Accurate relative pose estimation of a spacecraft during space landing operation is critical to ensure a safe and successful landing. This paper presents a 3D Light Detection and Ranging (LiDAR) based AI relative navigation architecture solution for autonomous space landing. The proposed architecture is based on a hybrid Deep Recurrent Convolutional Neural Network (DRCNN) combining a Convolutional Neural Network (CNN) with an Recurrent Neural Network (RNN) based on a Long–Short Term Memory (LSTM) network. The acquired 3D LiDAR data is converted into a multi-projected images and feed the DRCNN with depth and other multi-projected imagery. The CNN module of the architecture allows an efficient representation of features, and the RNN module, as an LSTM, provides robust navigation motion estimates. A variety of landing scenarios are considered, simulated and experimented to evaluate the efficiency of the proposed architecture. A LiDAR based imagery data (Range, Slope, and Elevation) is initially created using PANGU (Planet and Asteroid Natural Scene Generation Utility) software and an evaluation of the proposed solution using this data is conducted. Tests using an instrumented Aerial Robot in Gazebo software to simulate landing scenarios on a synthetic but representative lunar terrain (3D digital elevation model) is proposed.
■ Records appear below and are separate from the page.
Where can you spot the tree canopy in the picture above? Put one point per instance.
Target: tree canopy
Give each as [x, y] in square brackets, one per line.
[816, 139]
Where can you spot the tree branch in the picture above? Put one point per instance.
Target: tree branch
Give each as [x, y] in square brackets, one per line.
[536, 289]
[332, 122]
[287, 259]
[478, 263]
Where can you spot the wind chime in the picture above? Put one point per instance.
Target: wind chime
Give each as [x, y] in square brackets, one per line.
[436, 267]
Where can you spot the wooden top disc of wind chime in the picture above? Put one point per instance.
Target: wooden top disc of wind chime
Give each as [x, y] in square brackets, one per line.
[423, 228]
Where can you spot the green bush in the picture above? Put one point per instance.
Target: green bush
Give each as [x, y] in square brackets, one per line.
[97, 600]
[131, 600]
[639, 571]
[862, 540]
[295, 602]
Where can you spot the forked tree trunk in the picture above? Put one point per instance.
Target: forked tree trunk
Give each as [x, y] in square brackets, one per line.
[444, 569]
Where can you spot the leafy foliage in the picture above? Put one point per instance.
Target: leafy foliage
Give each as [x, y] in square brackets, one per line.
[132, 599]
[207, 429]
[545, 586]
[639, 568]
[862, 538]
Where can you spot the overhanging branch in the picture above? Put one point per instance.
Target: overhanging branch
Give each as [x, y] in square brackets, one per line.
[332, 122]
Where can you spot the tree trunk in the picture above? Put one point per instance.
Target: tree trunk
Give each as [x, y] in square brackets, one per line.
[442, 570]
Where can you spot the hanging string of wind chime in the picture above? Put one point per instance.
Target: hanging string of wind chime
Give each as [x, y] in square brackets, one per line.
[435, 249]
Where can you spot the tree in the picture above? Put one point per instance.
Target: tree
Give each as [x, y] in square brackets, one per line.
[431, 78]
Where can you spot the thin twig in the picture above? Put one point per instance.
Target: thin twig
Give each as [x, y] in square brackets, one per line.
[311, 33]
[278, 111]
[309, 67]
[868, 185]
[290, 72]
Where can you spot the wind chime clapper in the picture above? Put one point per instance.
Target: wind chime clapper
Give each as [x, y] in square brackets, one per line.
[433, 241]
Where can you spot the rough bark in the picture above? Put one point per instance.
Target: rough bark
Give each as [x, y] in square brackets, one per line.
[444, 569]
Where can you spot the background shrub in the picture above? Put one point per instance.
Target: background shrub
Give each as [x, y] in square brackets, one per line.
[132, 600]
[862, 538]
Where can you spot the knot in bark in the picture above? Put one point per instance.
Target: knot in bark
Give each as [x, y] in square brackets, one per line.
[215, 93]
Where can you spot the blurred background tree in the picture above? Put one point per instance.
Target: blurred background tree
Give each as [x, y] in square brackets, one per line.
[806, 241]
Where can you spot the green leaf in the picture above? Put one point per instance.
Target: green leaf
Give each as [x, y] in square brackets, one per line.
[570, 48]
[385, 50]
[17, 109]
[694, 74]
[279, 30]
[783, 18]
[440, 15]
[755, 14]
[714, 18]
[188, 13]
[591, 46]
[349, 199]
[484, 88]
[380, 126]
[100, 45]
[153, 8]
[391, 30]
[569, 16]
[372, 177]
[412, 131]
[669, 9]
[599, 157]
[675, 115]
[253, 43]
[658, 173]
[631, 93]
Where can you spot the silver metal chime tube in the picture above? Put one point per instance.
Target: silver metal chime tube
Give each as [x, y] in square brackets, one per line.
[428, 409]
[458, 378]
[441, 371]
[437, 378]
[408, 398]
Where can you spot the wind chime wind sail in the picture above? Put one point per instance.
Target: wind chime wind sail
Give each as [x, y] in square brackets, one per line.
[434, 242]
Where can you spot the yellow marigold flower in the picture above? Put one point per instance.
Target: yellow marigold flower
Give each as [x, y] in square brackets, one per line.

Finally, real experiments using a real flying drone equipped with a Velodyne VLP16 3D LiDAR sensor to generate real 3D scene point clouds while landing on a designed down scaled lunar moon landing surface are conducted. All the test results achieved show that the suggested architecture is capable of delivering good 6 Degree of Freedom (DoF) pose precision with a good and reasonable computation.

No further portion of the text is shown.